The first post doesn't mention motion of the puck. But threads tend to change directions on the way.
You calculate the constituents of g=GMmr2−rω2.
Aren't we dealing with vectors here?

Aren't we dealing with vectors here?
Well yes but we can analyse their components separately. By definition g is normal to the geoid. Centrifugal force is measured parallel to g, the component of intertial forces normal to g is Coriolis force.

Why is this any different from a Foucault Pendulum? Build a frctionless circular arena with perfect bumpers and perfect ice. Check for precession.

• jbriggs444
Well yes but we can analyse their components separately. By definition g is normal to the geoid.
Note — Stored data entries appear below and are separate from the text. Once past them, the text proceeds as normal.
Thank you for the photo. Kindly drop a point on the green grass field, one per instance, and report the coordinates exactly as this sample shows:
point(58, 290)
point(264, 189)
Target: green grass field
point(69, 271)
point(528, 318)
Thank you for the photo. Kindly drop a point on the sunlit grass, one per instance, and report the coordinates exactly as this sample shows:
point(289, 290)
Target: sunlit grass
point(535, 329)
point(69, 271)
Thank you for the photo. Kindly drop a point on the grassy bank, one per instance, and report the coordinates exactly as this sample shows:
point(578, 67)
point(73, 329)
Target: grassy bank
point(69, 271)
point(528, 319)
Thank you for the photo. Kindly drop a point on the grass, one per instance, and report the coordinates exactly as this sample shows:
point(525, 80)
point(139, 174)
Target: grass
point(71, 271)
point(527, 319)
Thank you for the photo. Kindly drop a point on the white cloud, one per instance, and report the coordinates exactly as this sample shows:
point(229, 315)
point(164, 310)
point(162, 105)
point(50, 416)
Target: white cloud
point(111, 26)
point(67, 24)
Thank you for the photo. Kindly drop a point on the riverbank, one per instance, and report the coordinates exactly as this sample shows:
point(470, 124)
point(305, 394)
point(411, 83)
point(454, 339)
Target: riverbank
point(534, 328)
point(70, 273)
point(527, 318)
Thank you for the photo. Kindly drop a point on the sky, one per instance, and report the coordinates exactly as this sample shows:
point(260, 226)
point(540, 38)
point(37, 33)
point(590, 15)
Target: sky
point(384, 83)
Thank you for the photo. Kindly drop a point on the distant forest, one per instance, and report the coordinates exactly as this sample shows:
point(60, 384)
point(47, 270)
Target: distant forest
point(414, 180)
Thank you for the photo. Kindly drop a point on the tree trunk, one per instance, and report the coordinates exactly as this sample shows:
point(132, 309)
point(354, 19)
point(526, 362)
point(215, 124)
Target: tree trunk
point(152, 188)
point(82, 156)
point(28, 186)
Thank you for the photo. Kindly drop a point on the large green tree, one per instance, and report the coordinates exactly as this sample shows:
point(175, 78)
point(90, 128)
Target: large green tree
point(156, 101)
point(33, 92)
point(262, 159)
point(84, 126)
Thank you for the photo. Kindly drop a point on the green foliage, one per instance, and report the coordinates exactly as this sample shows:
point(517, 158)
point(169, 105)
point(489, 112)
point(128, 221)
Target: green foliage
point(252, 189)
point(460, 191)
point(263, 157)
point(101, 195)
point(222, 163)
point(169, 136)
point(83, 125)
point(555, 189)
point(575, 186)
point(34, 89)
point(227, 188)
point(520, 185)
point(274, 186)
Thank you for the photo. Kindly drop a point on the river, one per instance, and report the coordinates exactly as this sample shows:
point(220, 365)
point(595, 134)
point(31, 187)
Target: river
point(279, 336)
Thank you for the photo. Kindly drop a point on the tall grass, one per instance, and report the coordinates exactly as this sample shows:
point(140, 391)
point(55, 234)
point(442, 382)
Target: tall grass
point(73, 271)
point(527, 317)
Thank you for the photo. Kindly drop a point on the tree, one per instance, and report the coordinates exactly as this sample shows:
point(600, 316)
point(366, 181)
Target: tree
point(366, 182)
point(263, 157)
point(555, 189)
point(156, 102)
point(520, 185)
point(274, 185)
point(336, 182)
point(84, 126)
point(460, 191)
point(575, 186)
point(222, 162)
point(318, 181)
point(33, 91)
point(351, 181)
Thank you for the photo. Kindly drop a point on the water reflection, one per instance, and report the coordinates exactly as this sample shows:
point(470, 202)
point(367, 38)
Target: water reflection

Centrifugal force is measured parallel to g, the component of intertial forces normal to g is Coriolis force.
And at latitude >0?

And at latitude >0?
The same, please see the definition of the geoid e.g. https://en.wikipedia.org/wiki/Geoid

Think about a toy boat floating on a lake on a still day, initially stationary. If there was a force that would make it move to somewhere else on the lake then it would do so. Now take the boat out of the lake and consider the water that it was previously displacing. The same force would make that water move to somewhere else on the lake, changing the profile of the surface.

This is the definition of a geiod: it is an equipotential surface, taking into account all the forces at the surface. By definition the net of gravity and centrifugal force only has a vertical component i.e. normal to the geoid.

• sophiecentaur
By definition the net of gravity and centrifugal force only has a vertical component i.e. normal to the geoid.
The standard definition of the centrifugal force is ##-m\vec\omega\times(\vec\omega\times\vec r)##, which is the fictitious force independent of velocity relative to a rotating reference frame. This is generally not parallel to the gravitational field ##\vec g##.

The standard definition of the Coriolis force is the fictitious force dependent on the velocity relative to a rotating frame of reference and is given by ##-2m \vec\omega\times \vec v##.

The standard definition of the centrifugal force is ##-m\vec\omega\times(\vec\omega\times\vec r)##, which is the fictitious force independent of velocity relative to a rotating reference frame. This is generally not parallel to the gravitational field ##\vec g##.
Agreed, however if we want to find the equipotential surface we have to use a different definition or water will flow uphill.